It’s still unclear if ICE officials meant to arrest a DACA participant last week, but it could be the first sign of expanding deportation efforts under the new administration.
By Kate Wheeling
Supporters of immigration reform protest outside the Supreme Court on November 20th, 2015. (Photo: Win McNamee/Getty Images)
Last week, authorities arrested Daniel Ramirez Medina, a Mexican immigrant brought into the United States illegally as a child who obtained a work permit during the Obama administration through the Deferred Action for Childhood Arrivals program.
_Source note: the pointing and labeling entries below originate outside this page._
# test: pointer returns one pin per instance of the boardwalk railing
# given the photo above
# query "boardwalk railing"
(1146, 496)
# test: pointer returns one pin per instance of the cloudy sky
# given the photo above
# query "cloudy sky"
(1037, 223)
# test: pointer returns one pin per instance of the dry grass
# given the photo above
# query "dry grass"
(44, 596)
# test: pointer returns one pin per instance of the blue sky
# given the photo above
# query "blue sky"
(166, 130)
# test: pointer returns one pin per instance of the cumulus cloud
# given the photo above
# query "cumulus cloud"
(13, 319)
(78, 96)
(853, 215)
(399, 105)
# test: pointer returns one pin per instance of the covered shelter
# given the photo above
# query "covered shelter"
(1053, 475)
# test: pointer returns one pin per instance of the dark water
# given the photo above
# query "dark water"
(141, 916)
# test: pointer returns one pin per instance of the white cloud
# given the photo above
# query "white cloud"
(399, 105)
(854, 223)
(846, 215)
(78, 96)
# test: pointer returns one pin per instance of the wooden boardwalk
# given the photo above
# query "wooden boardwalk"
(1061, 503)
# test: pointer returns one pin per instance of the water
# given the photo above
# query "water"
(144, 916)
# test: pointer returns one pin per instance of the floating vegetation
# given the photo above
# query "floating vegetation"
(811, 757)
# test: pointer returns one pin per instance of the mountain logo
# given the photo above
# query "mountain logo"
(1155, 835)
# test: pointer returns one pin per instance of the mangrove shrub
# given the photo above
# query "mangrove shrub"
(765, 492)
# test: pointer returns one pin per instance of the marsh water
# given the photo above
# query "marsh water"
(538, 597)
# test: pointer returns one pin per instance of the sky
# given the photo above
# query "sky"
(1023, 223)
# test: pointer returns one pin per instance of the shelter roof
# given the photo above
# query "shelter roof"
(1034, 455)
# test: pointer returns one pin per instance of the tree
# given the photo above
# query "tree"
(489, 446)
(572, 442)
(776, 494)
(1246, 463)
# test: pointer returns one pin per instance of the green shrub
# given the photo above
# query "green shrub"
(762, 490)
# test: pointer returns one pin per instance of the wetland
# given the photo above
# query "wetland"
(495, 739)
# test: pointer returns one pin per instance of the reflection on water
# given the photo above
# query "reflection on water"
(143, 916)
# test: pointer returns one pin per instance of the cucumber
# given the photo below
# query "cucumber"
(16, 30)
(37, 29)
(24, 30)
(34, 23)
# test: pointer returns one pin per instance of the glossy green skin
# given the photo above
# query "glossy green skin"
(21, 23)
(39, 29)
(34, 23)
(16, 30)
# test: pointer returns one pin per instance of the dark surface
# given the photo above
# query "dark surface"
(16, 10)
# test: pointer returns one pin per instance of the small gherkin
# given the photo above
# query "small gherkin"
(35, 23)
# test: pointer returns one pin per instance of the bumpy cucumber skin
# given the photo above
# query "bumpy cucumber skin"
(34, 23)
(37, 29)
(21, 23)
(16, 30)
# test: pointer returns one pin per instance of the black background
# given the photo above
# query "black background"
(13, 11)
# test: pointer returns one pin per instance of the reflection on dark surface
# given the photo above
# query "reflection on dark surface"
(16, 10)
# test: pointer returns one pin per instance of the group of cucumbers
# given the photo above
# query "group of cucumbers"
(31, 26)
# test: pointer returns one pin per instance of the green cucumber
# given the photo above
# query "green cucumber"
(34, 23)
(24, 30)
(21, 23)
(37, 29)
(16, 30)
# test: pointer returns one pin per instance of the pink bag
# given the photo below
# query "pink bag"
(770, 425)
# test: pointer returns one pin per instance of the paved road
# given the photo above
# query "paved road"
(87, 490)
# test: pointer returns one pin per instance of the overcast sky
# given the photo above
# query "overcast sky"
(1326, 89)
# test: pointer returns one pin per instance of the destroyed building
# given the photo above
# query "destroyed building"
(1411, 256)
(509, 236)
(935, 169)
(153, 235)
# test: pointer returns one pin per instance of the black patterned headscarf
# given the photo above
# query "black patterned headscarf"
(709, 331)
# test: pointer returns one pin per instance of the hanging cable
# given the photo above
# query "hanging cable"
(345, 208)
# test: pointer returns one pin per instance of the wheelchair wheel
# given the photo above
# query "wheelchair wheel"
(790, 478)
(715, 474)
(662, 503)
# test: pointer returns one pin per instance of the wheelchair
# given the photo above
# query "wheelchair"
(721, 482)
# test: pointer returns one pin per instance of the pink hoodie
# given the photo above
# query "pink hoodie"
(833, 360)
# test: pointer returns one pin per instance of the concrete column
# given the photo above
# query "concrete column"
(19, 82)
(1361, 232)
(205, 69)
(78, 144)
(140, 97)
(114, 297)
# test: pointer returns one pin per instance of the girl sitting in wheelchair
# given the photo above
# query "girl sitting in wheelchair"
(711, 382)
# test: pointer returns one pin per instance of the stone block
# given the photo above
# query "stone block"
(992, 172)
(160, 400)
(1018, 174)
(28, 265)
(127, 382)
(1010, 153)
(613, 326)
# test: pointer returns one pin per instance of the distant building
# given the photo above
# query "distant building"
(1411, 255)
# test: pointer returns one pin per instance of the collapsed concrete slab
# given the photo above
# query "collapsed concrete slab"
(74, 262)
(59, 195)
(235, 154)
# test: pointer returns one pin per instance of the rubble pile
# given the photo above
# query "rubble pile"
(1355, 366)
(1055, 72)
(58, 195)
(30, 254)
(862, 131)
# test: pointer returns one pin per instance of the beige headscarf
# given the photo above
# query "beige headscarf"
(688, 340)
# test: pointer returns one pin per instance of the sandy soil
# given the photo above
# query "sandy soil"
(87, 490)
Ramirez filed a legal challenge to his detention on Monday.
Immigration and Customs Enforcement officers took the 23 year old—who reportedly has no criminal record—into custody last week after arriving at his family’s residence in Seattle to arrest his father, Reuters reports. ICE raids in more than a dozen states across the country last week resulted in more than 680 illegal immigrants being detained, but Ramirez appears to be the only DACA recipient arrested so far.
“We are hoping this detention was a mistake,” Ethan Dettmer, one of the lawyers representing Ramirez in his challenge of his arrest, told Reuters.
The Obama administration deported roughly 2.4 million people between 2009 and 2015, focusing on criminals and threats to public safety or national security. ICE officials have yet to comment on the case, but if the Trump administration begins targeting DACA recipients as well, it would put some 713,300 program participants at risk. On the campaign trail, President Donald Trump promised to roll back his predecessor’s executive orders on immigration, including the DACA program, though his team said more recently there are no “immediate” plans to dismantle the program.
Should they decide to decimate DACA, the names and addresses of program participants collected by the government could be used against any immigrant.